Все, что под преимуществом, данным этой нехваткой знания, действовало на разрушение истинной морали, как в теории, так и на практике, должно было иметь фатальное увеличение своей силы в той части особенно этого невежества, которая касалась будущего. Доктрина будущего существования и возмездия не вмешивалась в какой-либо рациональной и спасительной форме в регулирование экономики жизни. Туманное понятие о будущем состоянии, которое витало в умах язычников, расплывчатое привидение, которое попеременно приходило и исчезало, было одновременно слишком фантастическим и слишком мало серьезным убеждением, чтобы быть полезным для сохранения праведности или поддержания авторитета различия между добром и злом. Оно не было достаточно определенным, или достаточно благородным, или достаточно убедительным, или достаточно судебным по применению, чтобы либо помочь эффективности таких моральных принципов, которые могли бы считаться врожденными в разумном существе и компетентными для предписания ему некоторых добродетелей, полезных и необходимых ему, даже если бы его нынешнее краткое существование было всем; либо эффективно предписывать те более высокие добродетели, к которым не может быть адекватного побуждения, кроме как в ожидании будущей жизни.

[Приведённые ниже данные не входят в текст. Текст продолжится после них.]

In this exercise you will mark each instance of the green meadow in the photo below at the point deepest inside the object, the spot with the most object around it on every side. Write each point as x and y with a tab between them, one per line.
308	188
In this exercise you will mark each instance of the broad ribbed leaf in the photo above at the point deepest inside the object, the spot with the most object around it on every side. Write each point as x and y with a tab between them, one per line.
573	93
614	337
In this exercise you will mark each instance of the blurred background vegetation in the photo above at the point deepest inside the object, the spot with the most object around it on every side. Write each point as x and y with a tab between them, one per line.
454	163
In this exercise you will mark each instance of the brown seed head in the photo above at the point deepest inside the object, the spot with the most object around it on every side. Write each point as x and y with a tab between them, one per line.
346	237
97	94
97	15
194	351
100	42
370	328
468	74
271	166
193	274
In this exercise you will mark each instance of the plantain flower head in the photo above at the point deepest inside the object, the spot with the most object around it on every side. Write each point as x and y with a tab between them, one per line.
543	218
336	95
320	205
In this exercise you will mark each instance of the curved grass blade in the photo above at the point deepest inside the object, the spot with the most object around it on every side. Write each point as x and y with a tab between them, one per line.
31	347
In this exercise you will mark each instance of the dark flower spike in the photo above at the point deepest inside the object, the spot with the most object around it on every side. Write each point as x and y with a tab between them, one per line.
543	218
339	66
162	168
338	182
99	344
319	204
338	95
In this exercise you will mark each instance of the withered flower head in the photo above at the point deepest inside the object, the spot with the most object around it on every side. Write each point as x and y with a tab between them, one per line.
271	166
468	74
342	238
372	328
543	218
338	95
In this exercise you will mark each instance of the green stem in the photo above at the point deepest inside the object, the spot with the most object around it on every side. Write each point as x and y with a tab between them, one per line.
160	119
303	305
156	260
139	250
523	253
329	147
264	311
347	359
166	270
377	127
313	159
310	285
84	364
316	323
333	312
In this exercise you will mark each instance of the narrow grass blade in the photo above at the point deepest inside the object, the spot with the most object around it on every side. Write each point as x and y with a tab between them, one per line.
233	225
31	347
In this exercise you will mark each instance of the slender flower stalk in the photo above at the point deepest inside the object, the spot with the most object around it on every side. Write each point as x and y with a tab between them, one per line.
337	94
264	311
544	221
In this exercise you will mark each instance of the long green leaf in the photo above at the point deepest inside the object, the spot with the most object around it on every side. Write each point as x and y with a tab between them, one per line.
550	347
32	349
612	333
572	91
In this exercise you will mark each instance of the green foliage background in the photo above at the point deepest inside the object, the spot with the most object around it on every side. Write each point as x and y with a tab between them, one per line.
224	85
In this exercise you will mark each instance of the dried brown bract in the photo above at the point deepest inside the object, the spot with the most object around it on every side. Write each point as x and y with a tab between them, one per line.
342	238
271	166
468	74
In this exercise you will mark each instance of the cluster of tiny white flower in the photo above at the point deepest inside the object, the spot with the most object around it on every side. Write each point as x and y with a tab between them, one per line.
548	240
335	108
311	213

Представьте, если можете, изъятие этой доктрины из веры тех, кто имеет торжественное убеждение в ней как в части открытой истины. Предположим, что великая идея либо полностью стерта, либо выцвела в сомнительный след того, чем она была, либо превратилась в поэтическую мечту классической или варварской мифологии, — и сколько моральных принципов окажется исчезнувшими вместе с ней. Сколько вещей, ранее сделанных обязательными этой великой статьей веры, перестали бы быть обязанностями или продолжали бы оставаться таковыми только в силу и в степени требования какого-то очень незначительного соображения, которое могло бы остаться, чтобы принудить к ним, и это, вероятно, в самой ухудшенной практической форме. Чувство обязательства, если продолжать признавать природу долга в вещах, которые тогда уже не могли сохранять никакого такого качества, иначе как глядя на самую непосредственную и осязаемую выгоду или вред, низшее из моральных расчетов, было бы сведено к вульгарному и пресмыкающемуся принципу. Лучшая часть его силы и все его достоинство ушли бы из него, когда оно не могло бы больше ссылаться на вечность, невидимый мир и грядущий суд. Поэтому оно не имело бы никакого того акцента впечатления, который может иногда приводить в смятение и подавлять самые сильные страсти, как таинственным трепетом присутствия духа. Оно было бы лишено того, что составляет главную силу совести. И оно было бы бессильно в любой попытке — если бы такую абсурдную попытку можно было вообразить — поддерживать, в более достойном характере принципа, ту заботу о том, что правильно, которая постоянно вырождалась бы в простую политику и рационально оправдывала бы себя в этом.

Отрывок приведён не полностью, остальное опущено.